ーーー以下、知りたいこと・お悩み事、として出た主な内容です。(司書・利用者)

  • 図書館多読サークルの(具体的な)進め方、さらに発展させるには
  • レベルが下の本からなくなるが禁帯にはできない
  • ORTの後に入れるのに適したタイトルは
  • 講演会・ワークショップは続けているが利用者のフォローができていない
  • 語数・YL表示はどうしているか
  • 多読イベント当日の盛り上げ方

それぞれの内容に、先行している図書館から解決案が出され、他の方からの関連した相談にもつながっていきました。今回参加された方々には、英語多読コーナーを作るだけではなく、利用者(地域住民・学生)による多読サークルができ、継続することが図書館多読の成功だという共通認識がすでにあるようでした。

酒井理事長の講演会や体験会を実施済みの図書館がほとんどでしたが、その後をどうフォローしていくか、という課題について意見が交わされました。多治見図書館の司書さん、西澤理事が先進地域である東海の事例をその場で伝えてくださったのも有益だったのではないかと思います。

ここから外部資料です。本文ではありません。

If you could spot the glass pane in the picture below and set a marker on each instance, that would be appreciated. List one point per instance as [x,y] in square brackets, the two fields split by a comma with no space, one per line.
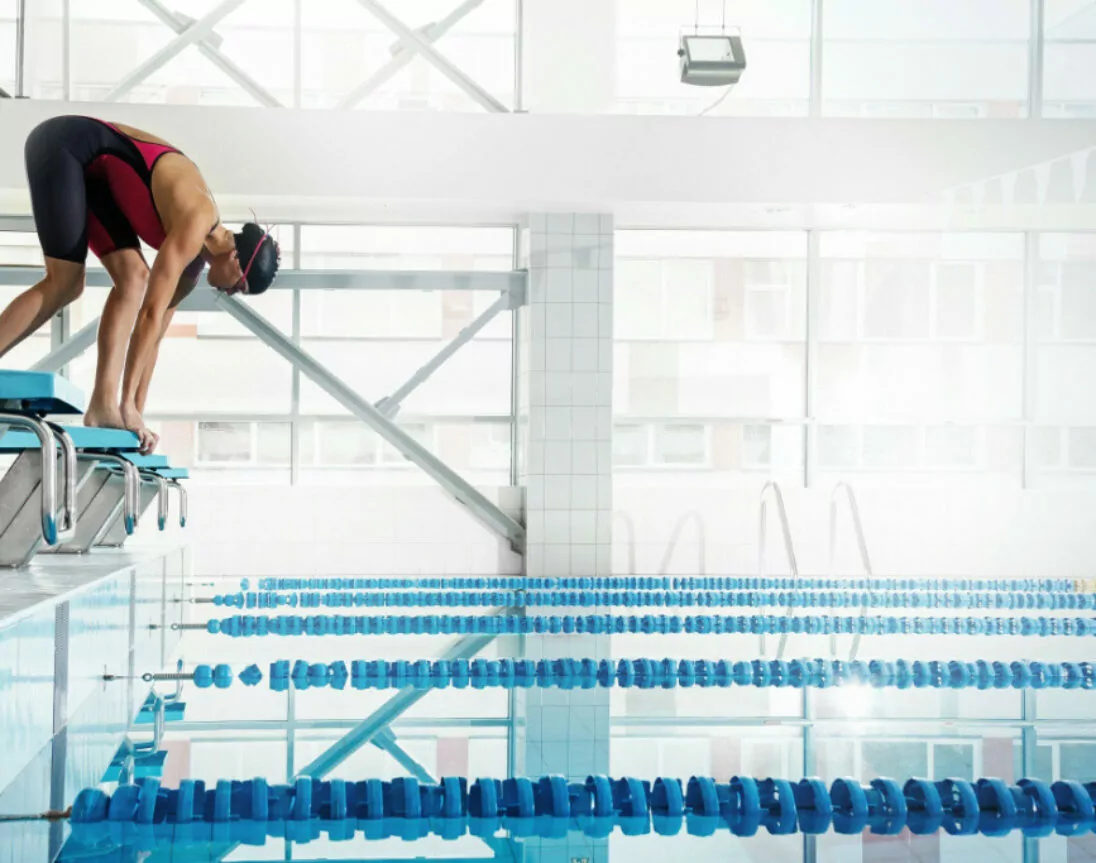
[925,58]
[629,445]
[681,445]
[219,442]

図書館と一言で言っても、それぞれの自治体や学校によって状況は大きく異なるので、NPOとしては様々な実例を蓄積しておくことが、図書館からの相談に応じる力になるのではないかと思いました。(小川さんより)

参加者の声(アンケートより抜粋)

  • 「習得認知は年齢に関係なく同じ」伊藤先生のお言葉はとても心強く、背中を押してくれました。
  • ORTを使って具体的な多読の実践方法をおうかがいできてよかったです。図書館でいろいろな本を見られたのも大変参考になりました。
  • ロールプレイに於ける上から目線が、いつの間にか自分の中にあることに気づけた。
  • 文字ではなく、絵から作者のMessageを読み取ることの大切さを学びました。
  • 実践されている先生方から直接いろいろやり方を見せていただけて参考になりました。
  • 図書館司書同士の情報交換はとても大切で、話しを生で聞けることで感じることがあります。また勉強になり今後の励みにもなります。
  • 授業の活動例を多く体験できて良かったです。ぜいたくは言えませんが、好きな本を読む時間があると嬉しかったです。
  • 多読指導の手順や見極め、また読まない子への対応などについて、いろいろな実践、アイデアなどなど
  • 多読サークルの進め方の工夫、参考になりました。
  • いろんな先生方の授業デモとても参考になりました!
  • 本の中にも、大人と読む本、GR、一人で読むORTと3種類あったことを知れて良かったです。
  • 先生方の実践例が非常に参考になりました。自分の学校ではどのように実践できるか考えていきます。先生同士で意見交換出来る場があるとよかったです。
  • ゆったり道草をするように。この言葉が印象に残った。
  • 文京の学校図書館を見学でき、司書の先生の工夫を教えていただけてよかったです。また公共図書館どうしの情報交換、サークル運営のコツなど、視野が広がりすてきな時間を過ごさせていただきました。
  • 多読の効果について改めて説明していただき理解できました。
  • It was great. The information about the 4 strands was very useful. The extra session was terrific I learned a lot.
  • I learned about types of knowledge, it was so heroiled I will have to reread my note.

今年もご参加ありがとうございました。また来年の夏に、多くの方と出会い、語り合えることを願っています。